Chronic cough is the scourge both of the coughers themselves, and the doctors who treat them. Although rarely medically serious, chronic cough can be surprisingly debilitating by disrupting sufferers’ social and professional lives — church, piano recitals, and business meetings are a few situations that involuntary coughing can mess with your mojo. Doctors, for their part, often feel frustrated and powerless in treating chronic cough. Although gastroesophageal reflux disease (GERD), asthma, ACE inhibitor use, and post-nasal drip (upper airway cough syndrome) are the most common causes, there is no reliable test to identify the cause of chronic cough, and many patients do not respond to therapies for these conditions. Antitussives usually don’t work either, although slow-release morphine seems to.

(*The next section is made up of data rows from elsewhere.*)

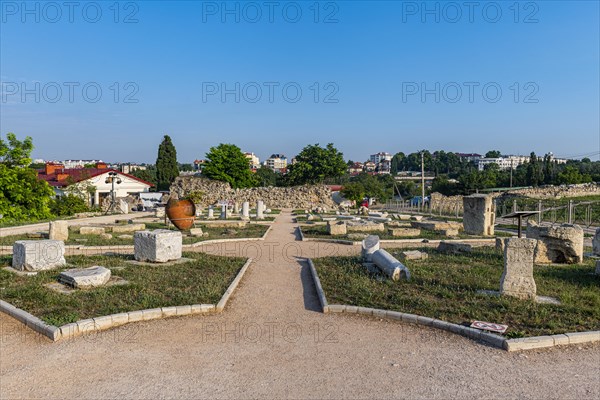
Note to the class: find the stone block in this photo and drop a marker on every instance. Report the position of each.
(405, 232)
(157, 246)
(38, 255)
(92, 230)
(562, 244)
(479, 215)
(596, 242)
(128, 228)
(86, 277)
(369, 246)
(196, 232)
(413, 255)
(517, 278)
(454, 248)
(59, 230)
(389, 265)
(336, 228)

Experiments demonstrate that in people with chronic cough, the cough reflex is excessively sensitive — they cough in response to to irritants or stimuli that wouldn’t bother most people. Investigators Nicole Ryan, Surrinder Birring, and Peter Gibson suspected similar mechanisms might operate in chronic cough and neuropathic pain — in which “central” brain factors amplify the sensitivity to noxious stimuli. Gabapentin (Neurontin) has been shown efficacious in neuropathic pain; could it improve chronic cough? They report their results in the August 27 Lancet, online.
What They Did
Authors enrolled a mere 62 patients with refractory chronic cough at a single clinic in Australia. All patients had had cough for at least 8 weeks, and had failed management with empiric therapies for the usual etiologies. Participants were randomized to receive either gabapentin (at 600 mg t.i.d. if tolerated) or placebo for 10 weeks. They wore microphones for 1 hour at various periods to record their cough frequency. The primary endpoint was the change in quality of life due to cough (the Leicester cough questionnaire score) after 8 weeks of therapy. Ten patients dropped out (roughly equal between groups); 52 completed the study.
What They Found
A 1.3 point change in the cough questionnaire QOL score is considered clinically meaningful (from validation studies). More patients taking gabapentin (74%) compared to placebo (46%) met the primary endpoint, i.e., had improved quality of life related to their cough. They also had reduced cough severity.
However, there was evidence for a negative rebound effect. After treatment was stopped, people in the gabapentin group had their coughs return with greater severity (on a visual analog scale), and had even greater cough reflex sensitivity than they did before entering the trial (measured by cough from inhaled capsaicin using standardized, validated methods). However, they didn’t complain of worse cough related quality of life after stopping treatment.
The trial was too small to meaningfully test differences in side effects / adverse events, but there was no difference and gabapentin was considered to be well-tolerated.
What It Means
Frustrated patients and their doctors now have something reasonable to try (besides morphine) to soothe the symptoms of chronic cough, after empiric treatments for the common causes have failed. However, as the authors acknowledge, the results of this small, single center trial could also be due to an “active placebo effect.” Gabapentin has significant central nervous system effects — in other words, you feel it when you take it. In that sense, this trial was not blinded, as many patients surely knew they were taking “the good stuff” and may have responded to that. The fact that almost half of participants had significant improvement in their symptoms over time was also encouraging, and should be emphasized when counseling patients. There’s little financial incentive for a large randomized trial testing gabapentin for chronic cough, but pulmonologists and patients would celebrate if this therapy — or any therapy — proved effective.
Ryan NM et al. Gabapentin for refractory chronic cough: a randomised, double-blind, placebo-controlled trial. Lancet August 27, 2012 ePub online.